Perhaps nobody personifies England's tangled relationship with Ireland quite like Erskine Chil-ders. Born in England but raised in Ireland, he fought for Britain in the First World War, before joining Sinn Fein and then the IRA. He was executed by the Irish Free State, but his son eventually became president of the Irish Republic. Chiefly known in Ireland for smuggling German guns into the country on the eve of the Great War, he is most famous in England as the author of the novel that, some say, anticipated - and may even have helped precipitate - that conflict.
Published a century ago, The Riddle of the Sands still reads like an upmarket contemporary thriller. Only the storyline betrays its age. A pair of patriotic Englishmen, on a duck-shooting holiday, sail a small yacht along the desolate North Sea coast of Germany. En route, they uncover a Prussian plot to invade Britain by sea. Childers had himself sailed the same coastline, and his book is a potent brew of travelogue, reportage and autobiography.
Most of the plot is pure fantasy, but its central premise, bolstered by Childers's laconic prose (the opening chapter offers a wonderful portrait of the boredom and drift of London clubland in August), fed Britain's self-fulfilling panic about Germany's expansionist ambitions.

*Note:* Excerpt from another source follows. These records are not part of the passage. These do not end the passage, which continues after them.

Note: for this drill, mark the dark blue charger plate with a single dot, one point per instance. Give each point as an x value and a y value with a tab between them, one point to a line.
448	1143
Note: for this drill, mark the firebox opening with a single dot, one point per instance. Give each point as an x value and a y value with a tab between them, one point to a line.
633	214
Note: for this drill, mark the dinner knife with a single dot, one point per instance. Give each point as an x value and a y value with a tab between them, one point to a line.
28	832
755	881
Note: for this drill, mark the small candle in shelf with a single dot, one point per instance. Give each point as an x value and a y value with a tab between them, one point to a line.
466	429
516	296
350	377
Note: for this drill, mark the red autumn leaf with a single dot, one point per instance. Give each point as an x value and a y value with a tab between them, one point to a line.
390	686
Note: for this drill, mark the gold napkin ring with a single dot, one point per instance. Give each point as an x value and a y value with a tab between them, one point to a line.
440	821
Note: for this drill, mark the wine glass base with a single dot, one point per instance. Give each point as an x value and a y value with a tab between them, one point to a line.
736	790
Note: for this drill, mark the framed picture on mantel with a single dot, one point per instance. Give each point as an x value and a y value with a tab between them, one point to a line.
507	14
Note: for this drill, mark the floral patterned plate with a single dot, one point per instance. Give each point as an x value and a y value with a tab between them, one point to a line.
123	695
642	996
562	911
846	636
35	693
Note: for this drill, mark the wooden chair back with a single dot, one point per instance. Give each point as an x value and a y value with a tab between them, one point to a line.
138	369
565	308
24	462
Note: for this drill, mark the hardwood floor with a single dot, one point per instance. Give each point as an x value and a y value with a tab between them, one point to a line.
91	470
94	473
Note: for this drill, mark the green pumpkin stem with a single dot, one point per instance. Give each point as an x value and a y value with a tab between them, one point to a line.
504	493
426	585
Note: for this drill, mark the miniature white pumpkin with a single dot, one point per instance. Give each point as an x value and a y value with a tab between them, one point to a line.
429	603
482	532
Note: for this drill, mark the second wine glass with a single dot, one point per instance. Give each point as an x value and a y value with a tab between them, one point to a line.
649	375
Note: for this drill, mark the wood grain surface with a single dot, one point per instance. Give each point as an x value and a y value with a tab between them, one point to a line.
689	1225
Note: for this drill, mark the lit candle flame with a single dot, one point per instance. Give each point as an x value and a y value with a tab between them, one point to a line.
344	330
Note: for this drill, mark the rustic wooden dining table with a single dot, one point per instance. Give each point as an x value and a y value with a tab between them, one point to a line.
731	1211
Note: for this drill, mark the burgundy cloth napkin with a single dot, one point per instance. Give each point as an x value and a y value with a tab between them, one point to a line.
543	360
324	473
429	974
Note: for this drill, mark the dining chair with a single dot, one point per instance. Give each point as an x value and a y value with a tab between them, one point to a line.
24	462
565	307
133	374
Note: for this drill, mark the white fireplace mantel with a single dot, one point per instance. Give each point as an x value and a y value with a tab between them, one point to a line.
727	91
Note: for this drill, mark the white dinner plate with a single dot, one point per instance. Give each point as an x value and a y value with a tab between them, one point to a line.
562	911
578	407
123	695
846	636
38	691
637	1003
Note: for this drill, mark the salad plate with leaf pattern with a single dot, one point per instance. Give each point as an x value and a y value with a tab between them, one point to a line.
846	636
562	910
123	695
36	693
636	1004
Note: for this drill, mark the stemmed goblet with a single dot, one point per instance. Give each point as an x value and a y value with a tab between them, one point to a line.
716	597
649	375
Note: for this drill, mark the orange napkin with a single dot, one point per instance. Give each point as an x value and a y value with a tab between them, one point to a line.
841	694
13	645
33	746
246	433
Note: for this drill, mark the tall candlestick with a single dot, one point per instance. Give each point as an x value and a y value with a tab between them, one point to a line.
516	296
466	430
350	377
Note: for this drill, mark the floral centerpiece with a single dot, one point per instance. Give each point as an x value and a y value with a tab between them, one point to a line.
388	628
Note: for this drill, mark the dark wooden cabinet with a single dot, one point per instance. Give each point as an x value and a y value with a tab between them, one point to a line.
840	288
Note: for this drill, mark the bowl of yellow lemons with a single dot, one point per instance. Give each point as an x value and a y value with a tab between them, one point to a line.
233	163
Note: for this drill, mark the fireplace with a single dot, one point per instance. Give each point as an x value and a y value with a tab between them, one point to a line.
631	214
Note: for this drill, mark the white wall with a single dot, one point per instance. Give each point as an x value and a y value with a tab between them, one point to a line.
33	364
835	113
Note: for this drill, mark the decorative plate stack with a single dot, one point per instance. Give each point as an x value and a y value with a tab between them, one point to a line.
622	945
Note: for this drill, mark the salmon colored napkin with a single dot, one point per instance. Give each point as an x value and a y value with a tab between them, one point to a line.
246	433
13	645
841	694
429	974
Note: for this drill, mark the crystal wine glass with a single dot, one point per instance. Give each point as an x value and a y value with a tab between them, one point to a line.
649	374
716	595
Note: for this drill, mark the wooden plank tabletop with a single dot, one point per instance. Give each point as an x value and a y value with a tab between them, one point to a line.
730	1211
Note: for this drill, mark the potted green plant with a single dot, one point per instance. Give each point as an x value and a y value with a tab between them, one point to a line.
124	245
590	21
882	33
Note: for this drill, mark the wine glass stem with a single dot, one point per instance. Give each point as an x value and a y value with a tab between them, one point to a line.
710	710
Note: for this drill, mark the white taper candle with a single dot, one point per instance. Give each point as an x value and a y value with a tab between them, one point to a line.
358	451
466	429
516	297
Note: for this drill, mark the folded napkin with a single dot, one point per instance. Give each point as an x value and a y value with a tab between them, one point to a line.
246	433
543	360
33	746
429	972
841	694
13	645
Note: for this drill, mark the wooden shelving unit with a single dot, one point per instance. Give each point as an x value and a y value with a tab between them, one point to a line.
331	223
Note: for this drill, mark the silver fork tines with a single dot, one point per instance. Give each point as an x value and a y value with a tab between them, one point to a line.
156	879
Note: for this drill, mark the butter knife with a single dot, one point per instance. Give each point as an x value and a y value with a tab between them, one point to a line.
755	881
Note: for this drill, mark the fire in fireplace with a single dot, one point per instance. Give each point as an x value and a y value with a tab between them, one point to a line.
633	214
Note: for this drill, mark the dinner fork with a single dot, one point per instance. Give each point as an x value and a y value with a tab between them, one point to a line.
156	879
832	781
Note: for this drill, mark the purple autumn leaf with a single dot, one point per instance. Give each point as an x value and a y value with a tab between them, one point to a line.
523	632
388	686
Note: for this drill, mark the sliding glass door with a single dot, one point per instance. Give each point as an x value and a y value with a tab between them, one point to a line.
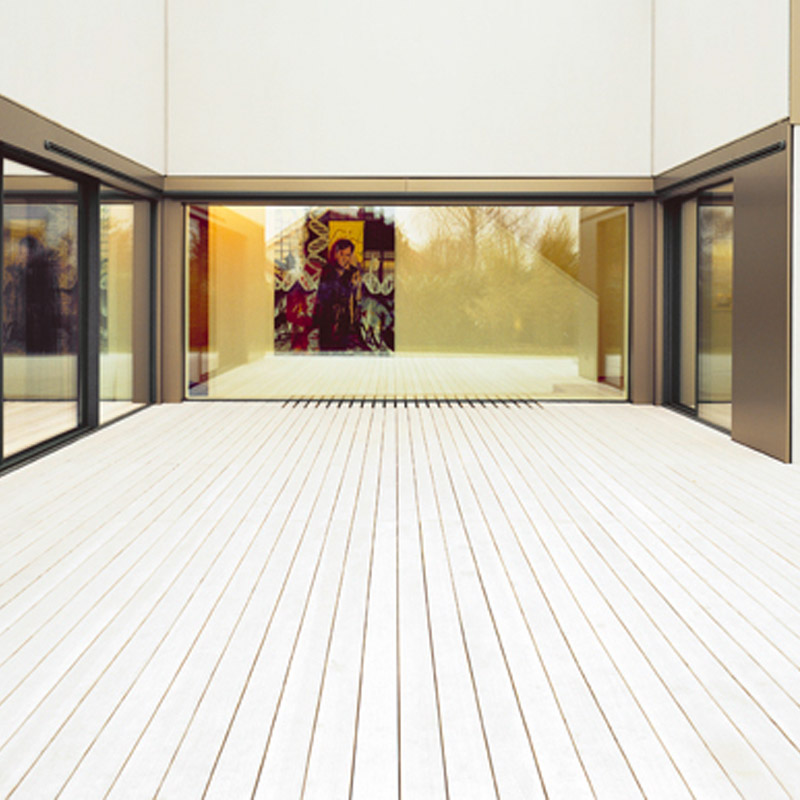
41	294
384	302
702	274
75	306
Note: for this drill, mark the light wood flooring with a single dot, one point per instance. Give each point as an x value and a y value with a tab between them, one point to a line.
234	600
406	376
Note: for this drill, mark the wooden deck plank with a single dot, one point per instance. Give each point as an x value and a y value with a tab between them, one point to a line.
419	600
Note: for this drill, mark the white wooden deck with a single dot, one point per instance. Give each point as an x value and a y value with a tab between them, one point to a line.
228	600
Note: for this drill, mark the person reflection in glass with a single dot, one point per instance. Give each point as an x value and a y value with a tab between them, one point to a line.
41	296
337	307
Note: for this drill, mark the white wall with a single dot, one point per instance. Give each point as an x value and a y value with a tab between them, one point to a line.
421	87
94	66
721	72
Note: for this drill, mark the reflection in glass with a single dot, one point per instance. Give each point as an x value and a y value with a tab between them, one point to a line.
458	301
118	306
715	310
40	307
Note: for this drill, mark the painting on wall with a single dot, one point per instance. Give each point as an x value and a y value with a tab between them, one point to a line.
334	282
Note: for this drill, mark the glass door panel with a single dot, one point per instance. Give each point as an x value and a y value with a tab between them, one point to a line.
714	309
124	303
407	302
41	296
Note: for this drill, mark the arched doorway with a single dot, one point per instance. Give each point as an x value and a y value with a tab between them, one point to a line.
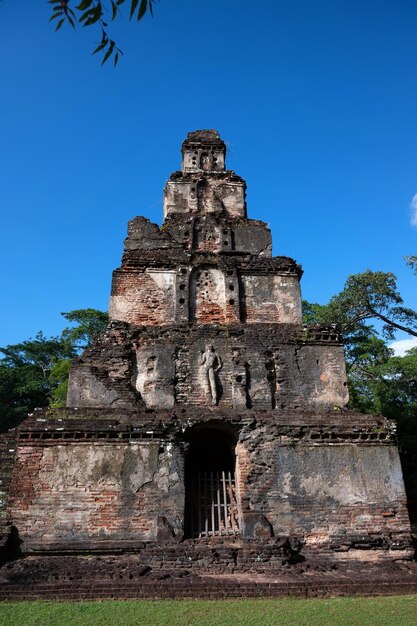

The book was an immediate success; even the chaps at the Admiralty loved it. After the war, it transpired that Germany had indeed been considering an amphibious invasion of Britain. But in the war he had anticipated, it was Childers who saw active service in British raids on the German coast, not the other way around.
The Riddle of the Sands turned Childers, a House of Commons clerk, into a public figure. Yet, rather than build a literary career, he started, with characteristic perversity, campaigning for Irish Home Rule. After flirting with the Liberals, he became, as his passion for Ireland grew more inflamed, Sinn Fein's minister of publicity. When Sinn Fein split over the 1921 treaty giving Ireland limited dominion status, he became director of publicity for the IRA. "He was one of those men who by temperament was incapable of compromise," observed Lloyd George. "Brave and resolute he undoubtedly was, but, unhappily for himself, he was also rigid and fanatical." He never wrote another novel.
With such a varied career, it would be hard to write a boring biography of Childers. Piper doesn't disappoint. While there was nothing wrong with Jim Ring's efficient biography, Erskine Childers: author of The Riddle of the Sands (John Murray, 1996), Piper brings fresh insight to this fascinating, often contradictory life. His narrative twists and turns like a sequel to Childers's own novel; he never allows his analysis to slow the pace.
Like all good biographies, this book doubles as a history of its age. Childers lived through a period of remarkable upheaval. At the time of his birth, in 1870, Lenin had just been born and Germany was yet to become a nation. At his execution, in 1922, the Tsar was dead, the Kaiser exiled, and both the Soviet Union and the Weimar Republic were in full swing. Ireland was in the throes of a civil war. Only Britain remained relatively unchanged.
In this cinematic age of ours, no biography can truly give Childers's life the memorial it deserves. The Riddle of the Sands was filmed in 1979, with Michael York and Jenny Agutter. But Childers himself won't be remembered properly until his own story becomes a film. Who would play him? Well, how about Liam Neeson? After all, he has already tackled both Irish and German history, in Michael Collins and Schindler's List. Until then, given his divided love for both England and Ireland, it is fitting that Childers continues to enjoy reputations on both sides of the Irish Sea.